Se cumplen 132 años de la creación y aparición de las legendarias ruleteras en el Distrito Federal y más de 100 de su desaparición. Durante tres décadas, estos antecesores de las peseras vivieron su época de oro y dieron servicio a miles de capitalinos.
No eran muy rápidos o mucho menos cómodos, sobre todo si se tomaba en cuenta que sólo un tercio de la ciudad estaba debidamente pavimentado; no obstante, su utilidad radicaba en que podían circular por las vías instaladas en calles estrechas y llegar hasta recónditas colonias aún no bendecidas por el dedo urbanizador de los programas gubernamentales.
Aunque existen muchas fotografías donde se aprecia cómo la mayoría de los carruajes servía únicamente a las clases acomodadas del Distrito Federal, las ruleteras fueron siempre conocidas por ser un transporte para las personas humildes.
En las terminales cercanas al Portal de Mercaderes, los parroquianos llegaban a las cinco de la mañana para encontrar un lugar vacío, o de plano hacer malabares y con el permiso del chofer ocupar un lugar en el sacrosanto techo.
Muchos dueños de fábricas que por esos tiempos operaban dentro la capital, sabían de la importancia de dichos vehículos para garantizar la puntualidad y asistencia de su fuerza laboral. Incluso ejercieron su influencia con funcionarios para que los carruajes mantuvieran sus rutas, aun con la progresiva entrada de los automotores.
Fue así como el último estertor de estos vehículos tuvo lugar en los primeros años del siglo XX. En las cabinas de cada ruletera cabían hasta nueve pasajeros apretujados, junto con bultos de mercancías.
En el techo se colocaban los paquetes grandes a la manera de una diligencia del viejo oeste, y por supuesto no faltaba el platicador que se iba junto al conductor todo el trayecto.
Por aquellos tiempos, los últimos choferes de ruleteras organizaron uniones para contrarrestar abusos laborales y exigir mayores derechos en cuanto a servicios de salud y prestaciones para sus familias. Muchos de ellos vivieron a su vez la transición del transporte y supieron lo que fue conducir más tarde un gran camión o trolebús, teniendo un puesto de confianza en las filas del posterior Departamento del Distrito Federal.
Los cronistas de antaño describieron el humor y la insólita experiencia de abordar estos vehículos.

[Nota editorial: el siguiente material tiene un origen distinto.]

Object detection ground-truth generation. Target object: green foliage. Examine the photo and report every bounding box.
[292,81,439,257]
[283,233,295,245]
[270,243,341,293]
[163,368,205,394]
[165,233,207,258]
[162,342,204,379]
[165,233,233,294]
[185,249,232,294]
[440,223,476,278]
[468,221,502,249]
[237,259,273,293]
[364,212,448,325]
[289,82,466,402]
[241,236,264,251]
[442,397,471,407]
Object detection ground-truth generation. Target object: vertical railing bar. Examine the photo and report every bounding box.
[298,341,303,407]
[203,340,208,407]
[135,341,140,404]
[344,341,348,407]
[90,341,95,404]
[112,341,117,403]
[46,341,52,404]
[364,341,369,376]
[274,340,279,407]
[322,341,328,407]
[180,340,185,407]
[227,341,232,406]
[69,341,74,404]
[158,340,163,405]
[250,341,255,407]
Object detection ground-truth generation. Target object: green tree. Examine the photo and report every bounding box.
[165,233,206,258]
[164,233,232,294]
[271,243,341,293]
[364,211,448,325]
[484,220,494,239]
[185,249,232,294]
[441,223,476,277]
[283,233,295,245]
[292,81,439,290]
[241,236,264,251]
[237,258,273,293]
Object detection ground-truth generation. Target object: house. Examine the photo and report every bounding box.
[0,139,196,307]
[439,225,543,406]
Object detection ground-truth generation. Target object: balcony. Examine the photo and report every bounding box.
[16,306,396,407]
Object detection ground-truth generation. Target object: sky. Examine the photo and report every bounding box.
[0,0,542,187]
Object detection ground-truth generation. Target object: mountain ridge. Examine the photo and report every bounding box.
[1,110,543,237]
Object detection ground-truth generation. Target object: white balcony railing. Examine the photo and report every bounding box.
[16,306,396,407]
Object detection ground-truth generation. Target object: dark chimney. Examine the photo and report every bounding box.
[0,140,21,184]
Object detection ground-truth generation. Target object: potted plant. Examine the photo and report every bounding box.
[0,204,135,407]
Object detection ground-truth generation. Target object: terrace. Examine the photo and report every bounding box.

Algún folleto de viajes para extranjeros los recomendaba incluso como parte del recorrido para “conocer la gracia y simpatía del pueblo mexicano”. Sin embargo, tras varios años de fiel servicio aquellas unidades comenzaron a desencajar en el rápido trajín de la ciudad, ahora repleta de autos americanos y camioncillos de banca, y aunque hubo un programa para mantenerlas como atracción turística, el constante retraso que provocaban en el tránsito, terminó por confinarlas al limbo del recuerdo.